From: Pacific Standard
Why Someone Named Monty Iceman Sold Doogie Howser’s Estate
Pacific Standard:
Nestled in the tony hills of Sherman Oaks, California, the capacious two-story home has almost everything. Outfitted with “glistening hardwood floors and beautiful moldings throughout,” the house features six bedrooms, a kitchen with a sailboat-sized island and a huge Sub-Zero refrigerator, a living room with a fireplace, rainfall showerheads, a mysterious upstairs “secret room,” and just about all the other accoutrement a rich prospective homeowner could ask for. If all that weren’t enough, the property, billed as a “Secluded Celebrity Compound,” once served as the centerpiece in a heartwarming episode of Oprah’s Next Chapter.
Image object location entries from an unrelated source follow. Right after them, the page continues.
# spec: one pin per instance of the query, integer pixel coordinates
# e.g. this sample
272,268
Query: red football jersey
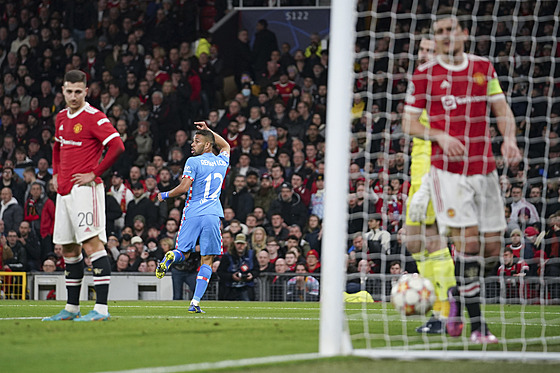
285,90
82,136
456,99
513,269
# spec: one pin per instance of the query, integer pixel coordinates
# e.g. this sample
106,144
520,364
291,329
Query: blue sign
291,25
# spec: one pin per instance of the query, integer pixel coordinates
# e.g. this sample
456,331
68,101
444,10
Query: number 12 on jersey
208,180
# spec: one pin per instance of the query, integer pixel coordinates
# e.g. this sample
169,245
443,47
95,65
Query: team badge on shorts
479,78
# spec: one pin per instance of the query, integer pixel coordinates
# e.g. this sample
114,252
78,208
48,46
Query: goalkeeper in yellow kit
428,247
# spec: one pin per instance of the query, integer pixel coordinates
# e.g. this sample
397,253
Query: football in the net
413,295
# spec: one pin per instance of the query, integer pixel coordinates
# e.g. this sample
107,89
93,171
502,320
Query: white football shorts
80,215
466,201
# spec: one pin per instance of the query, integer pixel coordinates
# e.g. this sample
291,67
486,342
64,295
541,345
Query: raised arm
220,141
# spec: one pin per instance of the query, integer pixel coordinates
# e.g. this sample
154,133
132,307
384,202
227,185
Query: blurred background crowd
153,69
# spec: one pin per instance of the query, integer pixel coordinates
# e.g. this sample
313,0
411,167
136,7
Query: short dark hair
75,76
463,18
208,135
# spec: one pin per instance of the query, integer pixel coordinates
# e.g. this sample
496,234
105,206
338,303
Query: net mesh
521,41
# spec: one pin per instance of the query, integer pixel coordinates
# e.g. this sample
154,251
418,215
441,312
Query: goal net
370,67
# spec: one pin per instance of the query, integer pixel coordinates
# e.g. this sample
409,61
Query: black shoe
433,326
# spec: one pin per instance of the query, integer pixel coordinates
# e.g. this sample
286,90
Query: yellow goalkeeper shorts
430,213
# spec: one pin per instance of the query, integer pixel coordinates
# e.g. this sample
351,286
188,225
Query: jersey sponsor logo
410,89
219,162
445,84
479,78
104,120
63,141
450,102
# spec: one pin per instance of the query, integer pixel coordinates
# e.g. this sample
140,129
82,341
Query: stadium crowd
153,72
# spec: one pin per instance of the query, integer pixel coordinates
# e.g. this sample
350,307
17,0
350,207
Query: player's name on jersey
219,162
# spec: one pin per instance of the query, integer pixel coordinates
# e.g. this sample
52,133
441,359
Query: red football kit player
82,132
456,89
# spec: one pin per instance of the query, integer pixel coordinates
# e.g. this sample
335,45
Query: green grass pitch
150,334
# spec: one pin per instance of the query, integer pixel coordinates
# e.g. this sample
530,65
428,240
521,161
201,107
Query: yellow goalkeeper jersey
421,153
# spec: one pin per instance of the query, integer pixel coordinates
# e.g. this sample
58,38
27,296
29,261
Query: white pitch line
265,318
461,343
223,364
375,311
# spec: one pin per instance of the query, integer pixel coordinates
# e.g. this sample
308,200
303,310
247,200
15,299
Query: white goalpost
332,337
376,330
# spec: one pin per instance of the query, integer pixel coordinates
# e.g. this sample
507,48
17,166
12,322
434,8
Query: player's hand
452,147
83,179
201,125
511,152
419,203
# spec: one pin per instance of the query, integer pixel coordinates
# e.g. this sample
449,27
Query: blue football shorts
205,229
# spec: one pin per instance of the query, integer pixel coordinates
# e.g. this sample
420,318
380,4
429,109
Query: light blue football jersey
208,172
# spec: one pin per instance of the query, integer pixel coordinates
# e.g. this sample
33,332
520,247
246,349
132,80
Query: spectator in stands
11,181
313,232
18,261
277,228
301,189
313,261
139,227
238,270
266,193
122,263
289,206
265,42
278,285
263,257
258,238
10,211
48,266
513,267
240,199
141,205
302,288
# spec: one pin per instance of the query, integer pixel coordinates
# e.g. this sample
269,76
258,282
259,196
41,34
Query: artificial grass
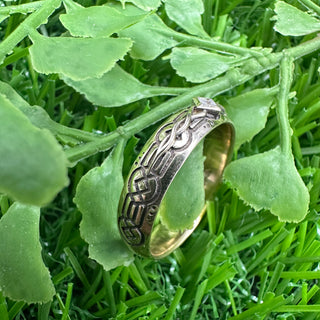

Just outside the French doors, past the “outdoor Renato pizza oven,” the pool, and above the jacuzzi, Oprah lounged barefoot with its former residents, celebrities Neil Patrick Harris and David Burtka, and interviewed them about raising their two beautiful twins there.
…
In a 1983 review of the unusual name literature in Names, Guilford College psychology professor Richard Zweigenhaft emphasized the academic niche’s inherent limits. “[T]here has been a tendency among American psychologists, and among those who popularize their work, to generalize broadly and to over-simplify when it comes to analyzing the psychological effect of names,” Zweigenhaft wrote. “This has been particularly true of the claims made about ‘unusual’ names.” At the time, he concluded: “The results provide evidence that having an unusual name may have no observable negative effects, and, in some contexts and in some ways, may have positive effects.”